Release Date: March 23, 2018
Recorded April 30, 2017 at the Frontiers Rock Festival, Made in Milan documents a then freshly-reunited Phil Lewis and Tracii Guns leading their (finally and thankfully!) unified versions of L.A. Guns through a rip-roaring, rough-and-tumble set of crowd-pleasers and deeper cuts for the diehards. It’s a monument to the undeniable chemistry between the vocalist and the guitarist; they wasted an awful lot of time sniping and grousing over the past decade-plus, and from the powerful racket they conjured and captured that spring evening, it seems like they’re doing their damnedest to make up for lost time.
Nuclear Blast Records
Release Date: March 16, 2018
It’s been more than four years since the last Earthless album, the mammoth double LP From the Ages, and to say things are a little different now would be an understatement. Since the 2005 release of their debut album Sonic Prayer, the San Diego power trio have built their reputation on a repertoire of expansive, instrumental psych-rock explorations, side-long, many-movement mindfucks that split the difference between Amon Düül II and Black Sabbath. Black Heaven, their latest effort (and first under the Nuclear Blast banner), is a leaner, meaner affair that’s way more James Gang than Flower Travellin’ Band. The songwriting and structures have been tightened up and whittled down (the longest song on Black Heaven is slightly less than nine minutes, which for Earthless is practically a pop single), based more on refined guitar riffs than semi-improvised rhythm section interplay and trimmed of a lot of hallucinogenic fat. Perhaps most jarring for longtime listeners will be the introduction of the human voice into the Earthless equation; four of Black Heaven’s six tracks feature guitarist Isaiah Mitchell stepping into the vocal spotlight. Doubters and worrywarts can relax and unclench, though; this is still Earthless through and through, plenty trippy, plenty heavy, and more than capable of levelling even the most hardened of psychic warriors.

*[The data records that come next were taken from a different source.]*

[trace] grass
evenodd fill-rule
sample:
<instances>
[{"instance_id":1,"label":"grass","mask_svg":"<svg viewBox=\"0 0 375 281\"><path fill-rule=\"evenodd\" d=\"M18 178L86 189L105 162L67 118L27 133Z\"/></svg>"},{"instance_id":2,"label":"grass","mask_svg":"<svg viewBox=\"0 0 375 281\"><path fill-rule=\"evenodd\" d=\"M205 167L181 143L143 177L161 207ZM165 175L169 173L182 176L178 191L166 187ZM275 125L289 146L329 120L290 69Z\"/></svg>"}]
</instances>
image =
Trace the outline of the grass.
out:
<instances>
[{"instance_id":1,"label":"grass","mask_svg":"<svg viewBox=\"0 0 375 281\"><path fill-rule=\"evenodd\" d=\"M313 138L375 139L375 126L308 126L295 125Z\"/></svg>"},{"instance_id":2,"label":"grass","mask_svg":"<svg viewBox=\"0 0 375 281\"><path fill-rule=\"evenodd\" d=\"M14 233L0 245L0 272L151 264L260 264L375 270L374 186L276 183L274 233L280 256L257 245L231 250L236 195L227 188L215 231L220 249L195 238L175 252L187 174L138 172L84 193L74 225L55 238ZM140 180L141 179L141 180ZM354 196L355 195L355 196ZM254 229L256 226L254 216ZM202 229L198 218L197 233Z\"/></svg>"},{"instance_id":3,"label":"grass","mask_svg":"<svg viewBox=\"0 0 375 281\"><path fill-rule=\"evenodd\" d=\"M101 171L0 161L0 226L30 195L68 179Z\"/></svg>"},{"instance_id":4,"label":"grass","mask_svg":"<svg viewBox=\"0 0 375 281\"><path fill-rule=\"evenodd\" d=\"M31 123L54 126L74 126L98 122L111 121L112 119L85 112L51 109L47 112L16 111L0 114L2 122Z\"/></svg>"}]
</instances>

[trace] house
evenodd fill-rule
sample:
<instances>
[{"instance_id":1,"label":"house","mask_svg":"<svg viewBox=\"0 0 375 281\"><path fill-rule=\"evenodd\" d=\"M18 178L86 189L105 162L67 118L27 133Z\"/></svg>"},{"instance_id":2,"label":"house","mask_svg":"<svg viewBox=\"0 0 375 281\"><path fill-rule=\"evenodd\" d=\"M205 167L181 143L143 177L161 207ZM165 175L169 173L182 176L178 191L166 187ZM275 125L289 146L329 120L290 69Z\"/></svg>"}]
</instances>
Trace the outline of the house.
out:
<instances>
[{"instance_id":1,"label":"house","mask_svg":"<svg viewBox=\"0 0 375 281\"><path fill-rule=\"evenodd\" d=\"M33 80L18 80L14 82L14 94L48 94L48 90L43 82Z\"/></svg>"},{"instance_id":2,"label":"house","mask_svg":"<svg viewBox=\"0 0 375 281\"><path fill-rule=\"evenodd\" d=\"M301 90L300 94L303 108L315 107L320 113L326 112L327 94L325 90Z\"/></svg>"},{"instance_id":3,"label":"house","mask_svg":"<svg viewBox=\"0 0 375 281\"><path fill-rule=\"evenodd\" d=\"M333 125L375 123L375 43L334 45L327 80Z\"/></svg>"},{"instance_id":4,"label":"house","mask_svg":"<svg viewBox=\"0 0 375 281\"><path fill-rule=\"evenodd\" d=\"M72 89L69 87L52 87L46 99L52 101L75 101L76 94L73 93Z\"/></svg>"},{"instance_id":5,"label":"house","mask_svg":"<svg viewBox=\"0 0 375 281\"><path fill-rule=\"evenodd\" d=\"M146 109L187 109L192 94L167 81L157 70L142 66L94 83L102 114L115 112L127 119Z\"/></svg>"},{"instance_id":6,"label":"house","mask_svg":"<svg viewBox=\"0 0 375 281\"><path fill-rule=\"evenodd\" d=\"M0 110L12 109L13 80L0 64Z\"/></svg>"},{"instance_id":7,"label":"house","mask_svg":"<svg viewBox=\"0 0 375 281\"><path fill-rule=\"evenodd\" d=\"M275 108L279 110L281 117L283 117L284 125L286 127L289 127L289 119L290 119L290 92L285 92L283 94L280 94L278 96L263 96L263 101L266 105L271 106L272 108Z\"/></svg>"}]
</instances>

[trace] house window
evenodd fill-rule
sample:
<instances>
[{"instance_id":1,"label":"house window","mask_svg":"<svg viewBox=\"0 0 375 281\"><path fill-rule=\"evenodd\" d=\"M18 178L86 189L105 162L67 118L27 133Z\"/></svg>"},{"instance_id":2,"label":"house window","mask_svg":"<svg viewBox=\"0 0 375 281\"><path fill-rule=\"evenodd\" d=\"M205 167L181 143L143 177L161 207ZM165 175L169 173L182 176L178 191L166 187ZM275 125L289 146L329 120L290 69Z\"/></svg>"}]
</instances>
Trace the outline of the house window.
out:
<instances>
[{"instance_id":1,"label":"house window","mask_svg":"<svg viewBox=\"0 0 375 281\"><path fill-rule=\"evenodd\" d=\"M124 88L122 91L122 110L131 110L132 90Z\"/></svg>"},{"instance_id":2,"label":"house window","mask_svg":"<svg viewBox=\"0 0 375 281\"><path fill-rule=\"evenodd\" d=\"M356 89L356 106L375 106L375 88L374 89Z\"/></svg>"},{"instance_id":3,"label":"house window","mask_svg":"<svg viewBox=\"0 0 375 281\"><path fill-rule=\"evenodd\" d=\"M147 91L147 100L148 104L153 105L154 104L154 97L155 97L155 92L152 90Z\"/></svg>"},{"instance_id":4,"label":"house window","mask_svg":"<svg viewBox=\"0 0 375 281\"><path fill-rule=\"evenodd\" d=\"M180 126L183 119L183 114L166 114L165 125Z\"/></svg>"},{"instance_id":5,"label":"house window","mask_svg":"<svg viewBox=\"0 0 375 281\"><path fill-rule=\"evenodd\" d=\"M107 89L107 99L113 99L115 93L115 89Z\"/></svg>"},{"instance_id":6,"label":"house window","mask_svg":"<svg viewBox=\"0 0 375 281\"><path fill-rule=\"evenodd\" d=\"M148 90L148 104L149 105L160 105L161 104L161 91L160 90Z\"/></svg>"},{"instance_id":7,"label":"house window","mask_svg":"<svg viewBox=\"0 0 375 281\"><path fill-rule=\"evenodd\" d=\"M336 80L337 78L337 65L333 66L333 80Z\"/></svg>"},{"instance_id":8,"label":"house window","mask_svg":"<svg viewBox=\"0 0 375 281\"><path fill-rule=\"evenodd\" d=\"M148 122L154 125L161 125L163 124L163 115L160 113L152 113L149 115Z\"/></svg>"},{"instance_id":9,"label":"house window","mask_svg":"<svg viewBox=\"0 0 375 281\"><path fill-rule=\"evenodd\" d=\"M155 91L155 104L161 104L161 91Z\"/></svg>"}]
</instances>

Release Date: March 2, 2018
Recorded nearly four decades ago at a Texas community college and unreleased until now, Spiny Normen is a raw but robust chunk of primo psych-prog, a skunky blend of hard rock and krautrock caked in a hallucinogenic patina. Rescued from collector’s-shelf obscurity by RidingEasy label head Daniel Hall and Permanent Records owner Lance Barresi for inclusion in their ongoing (and highly recommended) Brown Acid anthology series, it stands up both as a fascinating relic of its era and as a kick-ass rock and roll record that’s both of and ahead of its time.
Clone of the Universe
At the Dojo Records
Release Date: February 9, 2018
Southern California fuzz mavens Fu Manchu may be the closest thing stoner rock has to an institution. Since 1990, honcho Scott Hill and his bandmates have been cranking out high-octane, revved-up power rock that’s served as a veritable musical template for countless heshmongers and bongrattlers that have followed in their skunky wake. And not unlike their fellow institutions The Ramones and AC/DC, since song one/side one of their debut album Fu Manchu have by and large stuck to the strengths that brought them to the dance in the first place: solid, steady grooves, razor-sharp hooks, and riff after riff after motherfucking riff, three miles thick and stacked on top of each other straight up into the sky. Their first release since 2014, Clone of the Universe (released via the band’s own At the Dojo Records), mostly hews to their tried-and-true practices, but with just enough twists and tweaks to avoid repetition and fatigue. The time signatures and song structures skew a little more prog than normal (in one instance, a lot more), and lyrically and thematically they’ve swapped out skateboards for starcruisers, but it’s really just a different picture airbrushed on the side of the tricked-out Fu Manchu custom van.